The DNC’s decision disappointed Johnson, who said that he “shouldn’t camped out” at its headquarters.
But DHS can only do so much. Johnson reminded the committee that the “department doesn’t have the power to patch vulnerabilities over the DNC’s objections.”
Johnson also showed disappointment when he discovered that there was a long gap between the hacking and the time his department found out. From The Washington Times:
Mr. Johnson added speculation to the ongoing scrutiny of fired FBI Director James B. Comey when he questioned the time delay between when the DNC and FBI first discussed Russian hacking — and when his department finally learned of the breach.
“The FBI and the DNC had been in contact with each other months before about the intrusion,” he said.
No Votes Altered
Johnson reiterated to the committee that Russia did not touch any votes during the election despite trying to influence the election outcome. However, he could not confirm if the emails leaks actually did sway public opinion from Hillary Clinton to Trump.
From Fox News:
He also confirmed that while Russia, at the direction of President Vladimir Putin, orchestrated cyberattacks on the United States to influence the 2016 presidential election, Moscow was unable to actually alter ballots.

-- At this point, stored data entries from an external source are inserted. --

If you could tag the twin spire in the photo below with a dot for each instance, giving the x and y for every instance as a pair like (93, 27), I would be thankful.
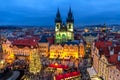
(68, 19)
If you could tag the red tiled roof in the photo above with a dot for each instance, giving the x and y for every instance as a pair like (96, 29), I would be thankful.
(58, 66)
(103, 46)
(63, 76)
(26, 42)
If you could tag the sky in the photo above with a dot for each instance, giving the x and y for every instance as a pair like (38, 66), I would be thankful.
(43, 12)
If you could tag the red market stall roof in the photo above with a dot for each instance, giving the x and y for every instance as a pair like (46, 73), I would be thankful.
(67, 75)
(58, 66)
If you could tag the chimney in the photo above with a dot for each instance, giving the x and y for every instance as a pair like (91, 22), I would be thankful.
(118, 56)
(112, 52)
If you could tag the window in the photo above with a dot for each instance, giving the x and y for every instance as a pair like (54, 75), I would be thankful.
(69, 26)
(57, 26)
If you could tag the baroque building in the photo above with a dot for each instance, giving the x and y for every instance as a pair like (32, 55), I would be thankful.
(64, 33)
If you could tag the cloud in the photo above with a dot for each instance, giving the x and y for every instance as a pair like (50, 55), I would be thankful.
(42, 12)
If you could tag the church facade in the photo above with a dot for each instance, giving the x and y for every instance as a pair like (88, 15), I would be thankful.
(64, 33)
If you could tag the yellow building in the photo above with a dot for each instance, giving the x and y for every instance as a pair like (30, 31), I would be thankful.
(106, 60)
(81, 50)
(20, 49)
(43, 48)
(67, 51)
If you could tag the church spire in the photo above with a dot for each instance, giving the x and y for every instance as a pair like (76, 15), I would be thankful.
(70, 16)
(58, 17)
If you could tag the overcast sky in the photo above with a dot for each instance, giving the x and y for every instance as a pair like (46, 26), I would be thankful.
(42, 12)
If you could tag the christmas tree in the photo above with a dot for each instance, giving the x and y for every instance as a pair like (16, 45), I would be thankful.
(35, 63)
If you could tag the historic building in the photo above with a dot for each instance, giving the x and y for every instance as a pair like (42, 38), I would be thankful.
(106, 59)
(64, 32)
(66, 51)
(18, 49)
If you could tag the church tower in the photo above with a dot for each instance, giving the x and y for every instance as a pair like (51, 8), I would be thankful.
(70, 25)
(64, 33)
(58, 21)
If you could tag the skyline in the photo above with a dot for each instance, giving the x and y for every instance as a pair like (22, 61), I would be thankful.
(43, 12)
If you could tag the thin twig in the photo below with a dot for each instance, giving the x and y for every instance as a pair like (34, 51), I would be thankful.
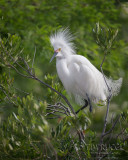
(34, 57)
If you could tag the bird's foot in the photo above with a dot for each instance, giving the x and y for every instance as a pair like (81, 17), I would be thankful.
(89, 102)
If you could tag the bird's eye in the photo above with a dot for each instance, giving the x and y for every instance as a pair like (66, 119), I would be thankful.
(59, 49)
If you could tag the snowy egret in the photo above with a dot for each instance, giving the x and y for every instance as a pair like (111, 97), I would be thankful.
(78, 75)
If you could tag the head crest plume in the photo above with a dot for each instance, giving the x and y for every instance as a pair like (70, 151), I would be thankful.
(64, 38)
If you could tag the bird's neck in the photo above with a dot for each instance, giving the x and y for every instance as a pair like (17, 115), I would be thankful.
(62, 68)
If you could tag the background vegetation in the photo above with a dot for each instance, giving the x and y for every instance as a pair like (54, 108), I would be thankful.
(25, 131)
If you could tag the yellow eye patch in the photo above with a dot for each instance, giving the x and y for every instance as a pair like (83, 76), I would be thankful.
(59, 49)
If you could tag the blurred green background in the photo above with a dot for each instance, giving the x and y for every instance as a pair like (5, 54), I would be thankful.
(33, 21)
(25, 26)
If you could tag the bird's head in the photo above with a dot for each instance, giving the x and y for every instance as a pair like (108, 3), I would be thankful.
(61, 42)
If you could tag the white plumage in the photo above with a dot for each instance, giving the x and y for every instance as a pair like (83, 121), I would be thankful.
(79, 77)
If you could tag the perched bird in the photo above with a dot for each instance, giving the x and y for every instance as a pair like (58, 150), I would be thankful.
(78, 75)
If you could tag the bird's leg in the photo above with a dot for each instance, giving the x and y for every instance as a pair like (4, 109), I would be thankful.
(86, 104)
(90, 105)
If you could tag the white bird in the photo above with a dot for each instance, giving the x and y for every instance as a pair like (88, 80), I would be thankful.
(78, 75)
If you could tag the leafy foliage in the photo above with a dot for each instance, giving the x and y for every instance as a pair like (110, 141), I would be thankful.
(25, 130)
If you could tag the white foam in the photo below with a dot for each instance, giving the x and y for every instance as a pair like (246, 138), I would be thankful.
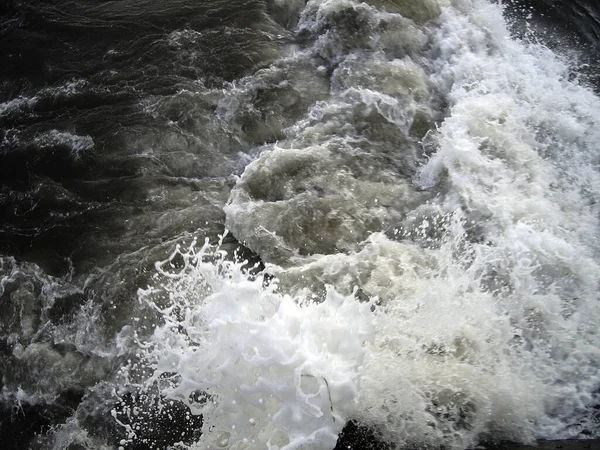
(487, 324)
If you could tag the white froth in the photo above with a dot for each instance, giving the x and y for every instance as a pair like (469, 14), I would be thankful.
(274, 371)
(481, 249)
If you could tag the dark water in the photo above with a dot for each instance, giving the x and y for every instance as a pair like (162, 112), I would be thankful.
(124, 126)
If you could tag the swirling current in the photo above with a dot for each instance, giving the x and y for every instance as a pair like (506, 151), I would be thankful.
(288, 224)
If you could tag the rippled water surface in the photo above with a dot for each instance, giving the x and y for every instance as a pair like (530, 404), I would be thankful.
(298, 224)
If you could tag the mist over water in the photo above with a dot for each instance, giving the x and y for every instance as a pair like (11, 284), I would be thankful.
(410, 195)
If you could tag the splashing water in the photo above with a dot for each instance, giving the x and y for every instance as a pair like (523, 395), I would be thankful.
(440, 286)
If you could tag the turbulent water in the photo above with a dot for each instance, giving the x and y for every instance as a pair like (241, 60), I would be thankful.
(294, 224)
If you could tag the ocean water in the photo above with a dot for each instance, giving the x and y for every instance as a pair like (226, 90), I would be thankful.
(316, 224)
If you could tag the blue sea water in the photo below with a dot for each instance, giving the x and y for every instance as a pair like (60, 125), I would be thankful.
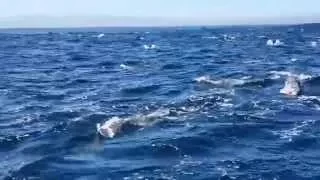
(222, 84)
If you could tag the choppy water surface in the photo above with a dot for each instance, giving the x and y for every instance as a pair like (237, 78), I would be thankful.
(212, 95)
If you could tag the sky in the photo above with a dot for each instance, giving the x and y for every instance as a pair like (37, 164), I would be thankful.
(13, 12)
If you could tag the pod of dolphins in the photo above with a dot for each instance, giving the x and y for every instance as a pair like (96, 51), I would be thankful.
(115, 125)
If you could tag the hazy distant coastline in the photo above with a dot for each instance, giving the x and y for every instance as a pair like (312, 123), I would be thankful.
(38, 21)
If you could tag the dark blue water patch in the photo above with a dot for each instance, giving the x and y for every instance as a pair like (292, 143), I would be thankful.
(66, 81)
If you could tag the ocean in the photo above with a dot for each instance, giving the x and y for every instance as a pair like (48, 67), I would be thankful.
(190, 103)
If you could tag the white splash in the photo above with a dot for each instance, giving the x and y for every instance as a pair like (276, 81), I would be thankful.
(100, 36)
(313, 44)
(152, 46)
(269, 42)
(277, 42)
(291, 87)
(126, 67)
(210, 37)
(301, 77)
(295, 131)
(115, 125)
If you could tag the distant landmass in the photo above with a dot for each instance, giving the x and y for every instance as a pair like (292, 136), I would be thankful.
(40, 21)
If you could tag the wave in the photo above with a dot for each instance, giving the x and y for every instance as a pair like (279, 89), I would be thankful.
(301, 77)
(276, 43)
(126, 67)
(140, 89)
(152, 46)
(289, 134)
(313, 44)
(210, 37)
(100, 36)
(115, 125)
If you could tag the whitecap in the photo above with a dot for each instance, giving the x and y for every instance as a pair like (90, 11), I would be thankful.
(269, 42)
(313, 44)
(289, 134)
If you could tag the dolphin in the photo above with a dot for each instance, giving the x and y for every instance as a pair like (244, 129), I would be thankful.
(292, 86)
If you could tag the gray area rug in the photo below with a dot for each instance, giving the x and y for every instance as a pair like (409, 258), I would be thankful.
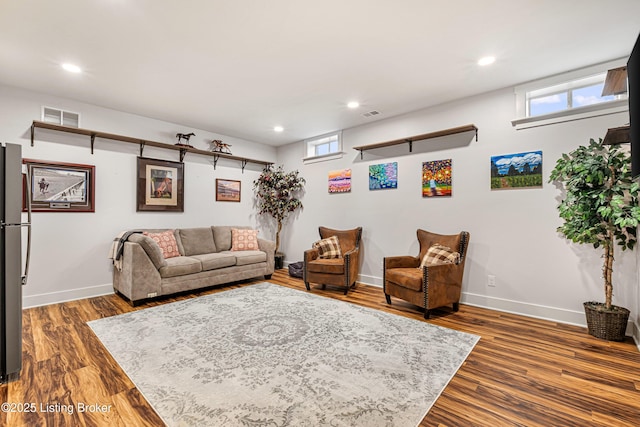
(266, 355)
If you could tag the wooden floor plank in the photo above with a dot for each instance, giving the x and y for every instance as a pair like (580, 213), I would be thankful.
(523, 371)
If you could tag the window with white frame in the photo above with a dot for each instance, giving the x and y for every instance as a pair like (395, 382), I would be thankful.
(323, 146)
(570, 96)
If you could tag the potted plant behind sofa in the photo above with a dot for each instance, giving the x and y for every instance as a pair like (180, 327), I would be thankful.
(277, 195)
(600, 208)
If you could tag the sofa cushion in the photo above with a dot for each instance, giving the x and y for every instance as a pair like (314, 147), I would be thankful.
(329, 266)
(196, 241)
(329, 247)
(215, 260)
(166, 240)
(438, 254)
(409, 277)
(222, 236)
(179, 266)
(249, 257)
(150, 247)
(244, 239)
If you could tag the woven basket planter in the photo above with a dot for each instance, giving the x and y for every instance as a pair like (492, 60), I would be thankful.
(606, 325)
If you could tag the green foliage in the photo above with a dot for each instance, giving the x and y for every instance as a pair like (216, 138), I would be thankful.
(601, 202)
(276, 193)
(601, 197)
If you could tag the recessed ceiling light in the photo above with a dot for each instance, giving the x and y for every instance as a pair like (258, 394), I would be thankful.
(487, 60)
(71, 68)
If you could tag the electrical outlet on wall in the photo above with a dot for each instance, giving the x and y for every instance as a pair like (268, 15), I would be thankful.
(491, 281)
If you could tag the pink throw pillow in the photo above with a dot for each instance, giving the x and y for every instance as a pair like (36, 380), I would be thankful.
(167, 242)
(244, 239)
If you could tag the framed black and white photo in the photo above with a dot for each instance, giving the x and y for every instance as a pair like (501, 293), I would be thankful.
(60, 187)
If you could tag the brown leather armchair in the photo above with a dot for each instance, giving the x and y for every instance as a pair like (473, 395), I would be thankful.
(334, 271)
(430, 286)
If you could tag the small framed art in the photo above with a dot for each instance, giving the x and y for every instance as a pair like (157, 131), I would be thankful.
(227, 190)
(160, 185)
(60, 187)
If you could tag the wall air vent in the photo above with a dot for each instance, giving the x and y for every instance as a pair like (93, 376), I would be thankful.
(372, 113)
(60, 117)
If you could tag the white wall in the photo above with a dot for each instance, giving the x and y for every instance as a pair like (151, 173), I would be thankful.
(69, 257)
(513, 232)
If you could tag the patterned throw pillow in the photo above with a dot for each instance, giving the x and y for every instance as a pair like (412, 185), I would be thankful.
(438, 254)
(167, 242)
(244, 239)
(329, 247)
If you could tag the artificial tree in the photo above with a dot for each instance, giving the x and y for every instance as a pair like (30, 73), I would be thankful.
(277, 195)
(600, 207)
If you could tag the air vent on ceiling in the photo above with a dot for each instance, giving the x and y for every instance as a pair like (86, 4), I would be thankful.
(60, 117)
(371, 113)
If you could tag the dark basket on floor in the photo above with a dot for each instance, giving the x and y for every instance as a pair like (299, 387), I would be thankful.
(606, 325)
(295, 269)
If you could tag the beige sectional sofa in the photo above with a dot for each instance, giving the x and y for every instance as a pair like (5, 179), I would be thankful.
(205, 259)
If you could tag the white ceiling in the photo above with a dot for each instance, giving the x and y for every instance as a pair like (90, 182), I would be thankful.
(239, 67)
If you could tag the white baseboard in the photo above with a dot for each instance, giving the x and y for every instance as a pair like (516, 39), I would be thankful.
(63, 296)
(553, 314)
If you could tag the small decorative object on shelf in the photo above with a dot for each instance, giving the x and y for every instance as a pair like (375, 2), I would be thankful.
(217, 146)
(186, 137)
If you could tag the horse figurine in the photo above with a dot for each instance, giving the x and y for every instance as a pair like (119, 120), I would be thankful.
(184, 136)
(217, 146)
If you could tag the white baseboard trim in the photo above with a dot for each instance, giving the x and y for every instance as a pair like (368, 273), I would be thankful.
(552, 314)
(63, 296)
(370, 280)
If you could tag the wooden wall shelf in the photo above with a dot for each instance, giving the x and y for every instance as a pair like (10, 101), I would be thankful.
(411, 139)
(142, 143)
(618, 135)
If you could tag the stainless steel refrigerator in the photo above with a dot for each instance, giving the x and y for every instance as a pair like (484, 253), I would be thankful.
(12, 276)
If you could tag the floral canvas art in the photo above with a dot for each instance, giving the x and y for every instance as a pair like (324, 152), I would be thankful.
(340, 181)
(436, 178)
(383, 176)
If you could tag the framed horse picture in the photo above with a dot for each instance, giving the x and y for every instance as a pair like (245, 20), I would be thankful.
(59, 187)
(160, 185)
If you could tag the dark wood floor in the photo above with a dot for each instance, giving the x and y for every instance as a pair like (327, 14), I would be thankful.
(522, 372)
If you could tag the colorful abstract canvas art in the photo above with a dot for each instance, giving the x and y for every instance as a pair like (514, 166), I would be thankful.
(516, 170)
(383, 176)
(436, 178)
(340, 181)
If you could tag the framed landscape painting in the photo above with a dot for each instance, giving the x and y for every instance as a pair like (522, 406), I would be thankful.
(227, 190)
(383, 176)
(340, 181)
(60, 187)
(436, 178)
(160, 185)
(521, 170)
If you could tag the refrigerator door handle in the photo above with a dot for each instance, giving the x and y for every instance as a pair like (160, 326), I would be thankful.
(27, 181)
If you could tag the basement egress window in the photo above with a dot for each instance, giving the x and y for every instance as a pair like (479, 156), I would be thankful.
(570, 96)
(323, 147)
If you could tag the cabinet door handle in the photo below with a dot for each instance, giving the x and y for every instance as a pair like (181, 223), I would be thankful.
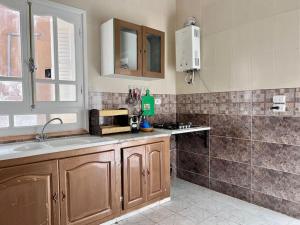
(54, 197)
(63, 196)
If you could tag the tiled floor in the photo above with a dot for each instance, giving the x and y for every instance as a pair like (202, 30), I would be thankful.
(193, 205)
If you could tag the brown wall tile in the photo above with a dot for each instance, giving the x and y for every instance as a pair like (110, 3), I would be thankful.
(193, 177)
(195, 163)
(231, 190)
(277, 204)
(231, 126)
(284, 130)
(230, 149)
(192, 142)
(231, 172)
(279, 184)
(195, 119)
(276, 156)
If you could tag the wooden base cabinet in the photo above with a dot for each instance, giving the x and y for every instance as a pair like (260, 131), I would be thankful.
(155, 170)
(84, 186)
(145, 176)
(29, 194)
(88, 188)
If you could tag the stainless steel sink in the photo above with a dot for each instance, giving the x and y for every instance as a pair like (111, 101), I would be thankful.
(30, 147)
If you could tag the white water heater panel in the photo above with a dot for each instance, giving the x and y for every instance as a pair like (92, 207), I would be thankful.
(188, 49)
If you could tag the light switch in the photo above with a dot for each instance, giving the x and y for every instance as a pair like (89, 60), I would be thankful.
(157, 101)
(279, 103)
(281, 99)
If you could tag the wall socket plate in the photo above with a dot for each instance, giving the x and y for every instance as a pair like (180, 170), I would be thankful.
(157, 101)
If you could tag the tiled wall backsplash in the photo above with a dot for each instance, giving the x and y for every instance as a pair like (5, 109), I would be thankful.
(254, 153)
(166, 112)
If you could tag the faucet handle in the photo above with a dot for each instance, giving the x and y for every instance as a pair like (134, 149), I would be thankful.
(41, 137)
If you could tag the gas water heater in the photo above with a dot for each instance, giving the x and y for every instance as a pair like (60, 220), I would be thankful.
(188, 49)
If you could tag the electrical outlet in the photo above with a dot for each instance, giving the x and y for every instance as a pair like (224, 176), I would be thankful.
(157, 101)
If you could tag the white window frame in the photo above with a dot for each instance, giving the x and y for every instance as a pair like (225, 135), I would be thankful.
(22, 108)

“To my current knowledge, the Russian government did not through any cyber intrusion alter ballots, ballot counts or reporting of election results,” Johnson said during his opening statement before the House Intelligence Committee.
Johnson fretted over the possibility it could happen and tried to warn everyone about possible cyberattacks. But Johnson and the DHS could not get anyone to pay attention since “the press and voters were focused on a lot of other things” last year.
He tried to protect the voting systems as early as January 2016. From The Washington Examiner:
Johnson also spoke on his decision in January 2016 to designate election infrastructure as a subsector of critical infrastructure, which made election infrastructure a priority for cybersecurity assistance and protections. That decision received some pushback from people who were concerned about a federal take over of elections, which are traditionally run by states.
“Critical infrastructure receives a priority in terms of the assistance we give on cybersecurity. There’s a certain level of confidentiality that goes into the communications between critical infrastructure and that department that are guaranteed.
He added, “When you’re part of critical infrastructure, you get the protection of the international cyber norms—that thou shall not attack the critical infrastructure of another country.”
“Those were the principal reasons for doing this. There are 16 sectors already that are considered critical infrastructure, and in my view, this is one thing that was sort of a no brainer. In fact, it probably should’ve been done years before.”
The email leaks over the summer made Johnson revisit his idea from January. Fox News continued:
In August, he said he “floated the idea” of designating the country’s election infrastructure as critical – which would allow election officials to get cybersecurity help. Johnson testified that multiple secretaries of states turned down his offer and viewed any aid as the federal government trying to Big Brother the election.